As with some other manuscript collections of secular music from colonial Mexico, the compiler’s name and the sources of the music are not given in SMMS M5. Certain other manuscripts from the period, however, do give the names of their owners and compilers, as appropriate, along with the date and location of ownership. A good example of this is the Eleanor Hague manuscript from the Southwest Museum in Los Angeles, California, which contains dance music for violin along with important choreographic information. Owned in 1772 by Joseph Maria Garcia in Chalco (a town close to the capital), it was bought in 1790 by Joseph Mateo Gonzalez Mexia for two pesos after Garcia’s death. Craig Russell has pointed out the many French and English sources of the fiddletunes played in late-colonial Mexico preserved in the Hague manuscript.
Though no date of compilation or composition is indicated anywhere in SMMS M5, the inclusion of the six waltzes in the manuscript leads me to believe that it dates from the first few decades of the nineteenth century, the probable time of the introduction of the waltz into Mexico.
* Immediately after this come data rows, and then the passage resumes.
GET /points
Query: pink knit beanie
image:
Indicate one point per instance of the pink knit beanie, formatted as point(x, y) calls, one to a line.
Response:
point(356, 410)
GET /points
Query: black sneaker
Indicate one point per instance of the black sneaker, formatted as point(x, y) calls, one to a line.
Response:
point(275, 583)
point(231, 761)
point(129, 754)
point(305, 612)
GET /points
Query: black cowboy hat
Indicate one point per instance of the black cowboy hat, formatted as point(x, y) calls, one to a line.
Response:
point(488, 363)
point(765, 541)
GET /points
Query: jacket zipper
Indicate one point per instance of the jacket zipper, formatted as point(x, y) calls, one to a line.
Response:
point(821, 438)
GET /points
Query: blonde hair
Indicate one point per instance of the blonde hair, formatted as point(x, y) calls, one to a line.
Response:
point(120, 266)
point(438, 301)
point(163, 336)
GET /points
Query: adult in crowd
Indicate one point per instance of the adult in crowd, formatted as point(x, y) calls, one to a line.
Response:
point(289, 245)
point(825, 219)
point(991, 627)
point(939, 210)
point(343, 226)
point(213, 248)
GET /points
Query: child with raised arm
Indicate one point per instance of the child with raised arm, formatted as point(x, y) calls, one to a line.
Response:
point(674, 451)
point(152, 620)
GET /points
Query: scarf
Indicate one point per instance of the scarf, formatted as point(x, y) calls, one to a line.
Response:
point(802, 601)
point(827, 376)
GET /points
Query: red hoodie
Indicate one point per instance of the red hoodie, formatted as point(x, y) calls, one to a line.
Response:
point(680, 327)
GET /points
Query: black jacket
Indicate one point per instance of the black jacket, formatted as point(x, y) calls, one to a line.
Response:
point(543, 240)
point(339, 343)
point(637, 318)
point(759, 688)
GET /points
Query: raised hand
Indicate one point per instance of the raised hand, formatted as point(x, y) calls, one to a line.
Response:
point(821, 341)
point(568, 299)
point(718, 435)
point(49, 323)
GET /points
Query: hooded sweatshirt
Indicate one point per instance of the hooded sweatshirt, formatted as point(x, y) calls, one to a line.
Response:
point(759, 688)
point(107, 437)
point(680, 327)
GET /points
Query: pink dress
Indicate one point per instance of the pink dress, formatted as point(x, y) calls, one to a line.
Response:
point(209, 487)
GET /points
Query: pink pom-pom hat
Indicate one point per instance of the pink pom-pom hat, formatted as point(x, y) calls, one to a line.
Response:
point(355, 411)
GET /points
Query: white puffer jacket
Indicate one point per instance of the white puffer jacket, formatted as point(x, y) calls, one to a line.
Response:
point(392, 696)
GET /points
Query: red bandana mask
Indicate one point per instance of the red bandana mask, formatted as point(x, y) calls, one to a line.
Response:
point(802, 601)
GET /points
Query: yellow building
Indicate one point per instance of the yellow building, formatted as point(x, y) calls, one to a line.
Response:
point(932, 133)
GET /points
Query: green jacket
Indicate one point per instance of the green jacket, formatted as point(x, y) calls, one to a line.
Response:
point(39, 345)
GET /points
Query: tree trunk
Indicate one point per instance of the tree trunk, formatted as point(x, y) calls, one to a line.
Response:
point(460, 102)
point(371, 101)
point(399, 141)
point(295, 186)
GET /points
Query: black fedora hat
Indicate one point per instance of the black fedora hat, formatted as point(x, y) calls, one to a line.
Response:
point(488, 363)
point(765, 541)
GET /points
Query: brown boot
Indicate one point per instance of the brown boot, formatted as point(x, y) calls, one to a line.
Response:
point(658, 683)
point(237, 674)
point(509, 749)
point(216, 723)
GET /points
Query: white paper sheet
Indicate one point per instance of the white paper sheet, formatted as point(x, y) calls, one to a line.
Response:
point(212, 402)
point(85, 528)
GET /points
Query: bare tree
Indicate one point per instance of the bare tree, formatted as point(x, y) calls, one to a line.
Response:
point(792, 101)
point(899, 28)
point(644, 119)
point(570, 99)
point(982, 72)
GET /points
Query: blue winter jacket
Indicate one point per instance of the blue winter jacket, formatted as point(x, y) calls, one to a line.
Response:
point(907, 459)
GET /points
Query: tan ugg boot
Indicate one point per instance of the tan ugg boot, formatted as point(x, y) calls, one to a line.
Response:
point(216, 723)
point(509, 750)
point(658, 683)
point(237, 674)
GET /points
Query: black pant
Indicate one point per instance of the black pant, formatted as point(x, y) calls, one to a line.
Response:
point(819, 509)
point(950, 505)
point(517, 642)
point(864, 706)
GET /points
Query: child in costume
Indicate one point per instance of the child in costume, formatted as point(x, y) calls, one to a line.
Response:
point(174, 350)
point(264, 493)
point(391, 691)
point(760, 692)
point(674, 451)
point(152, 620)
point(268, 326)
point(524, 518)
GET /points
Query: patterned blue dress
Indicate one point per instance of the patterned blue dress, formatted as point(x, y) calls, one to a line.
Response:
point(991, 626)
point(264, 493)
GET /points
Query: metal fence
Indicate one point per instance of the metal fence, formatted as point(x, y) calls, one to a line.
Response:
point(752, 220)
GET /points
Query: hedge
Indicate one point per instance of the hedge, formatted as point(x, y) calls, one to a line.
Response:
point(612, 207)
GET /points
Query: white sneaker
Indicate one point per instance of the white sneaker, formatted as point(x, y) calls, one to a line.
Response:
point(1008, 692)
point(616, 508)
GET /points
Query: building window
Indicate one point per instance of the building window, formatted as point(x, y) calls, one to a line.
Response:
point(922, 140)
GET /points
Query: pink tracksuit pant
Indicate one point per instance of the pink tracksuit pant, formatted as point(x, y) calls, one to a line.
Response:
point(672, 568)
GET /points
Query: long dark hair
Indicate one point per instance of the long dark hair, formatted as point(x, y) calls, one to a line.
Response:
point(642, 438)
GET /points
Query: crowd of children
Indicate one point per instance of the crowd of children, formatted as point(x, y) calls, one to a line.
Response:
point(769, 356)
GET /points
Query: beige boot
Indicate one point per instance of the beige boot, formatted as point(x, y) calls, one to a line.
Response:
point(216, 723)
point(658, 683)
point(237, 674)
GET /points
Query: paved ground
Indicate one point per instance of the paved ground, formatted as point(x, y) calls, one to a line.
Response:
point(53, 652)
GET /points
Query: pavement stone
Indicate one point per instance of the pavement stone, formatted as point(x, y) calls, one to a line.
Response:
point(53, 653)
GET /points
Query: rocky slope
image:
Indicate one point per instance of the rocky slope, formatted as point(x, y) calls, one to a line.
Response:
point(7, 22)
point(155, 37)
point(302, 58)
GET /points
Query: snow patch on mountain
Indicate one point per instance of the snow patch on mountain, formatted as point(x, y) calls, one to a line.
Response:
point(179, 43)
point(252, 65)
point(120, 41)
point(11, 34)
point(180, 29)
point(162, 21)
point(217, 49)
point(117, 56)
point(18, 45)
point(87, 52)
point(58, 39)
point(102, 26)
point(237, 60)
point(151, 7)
After the turn of the century, the Holy Office received complaints about the lasciviously close physical proximity of the partners during the dance. I wonder, therefore, if SMMS M5 might not date from the second or third decade of the nineteenth century, after the storm of ecclesiastical opposition to the waltz had abated.
This manuscript collection presents an interesting mix of Spanish and other European music – particularly for the dance – but, significantly, no examples of local Mexican dance music. This leads me to conclude that the manuscript may have been imported from Spain. Since a great deal of printed music was imported to Mexico from Europe through Spain and sold by book dealers, it is almost certain that manuscript music was also imported and sold on a grand scale. The Spanish pieces represented in SMMS M5 – the zapateados, boleras, polacas, and the minuet afandangado – enjoyed a long popularity in Mexico well after their original introduction in Spain. This collection is important also in that the several notated variations that follow each of the six individual zapateados indicate how this instrumental dance form could have been improvised in live performance. I believe that these variations provide stylized models for possible forms of improvisation.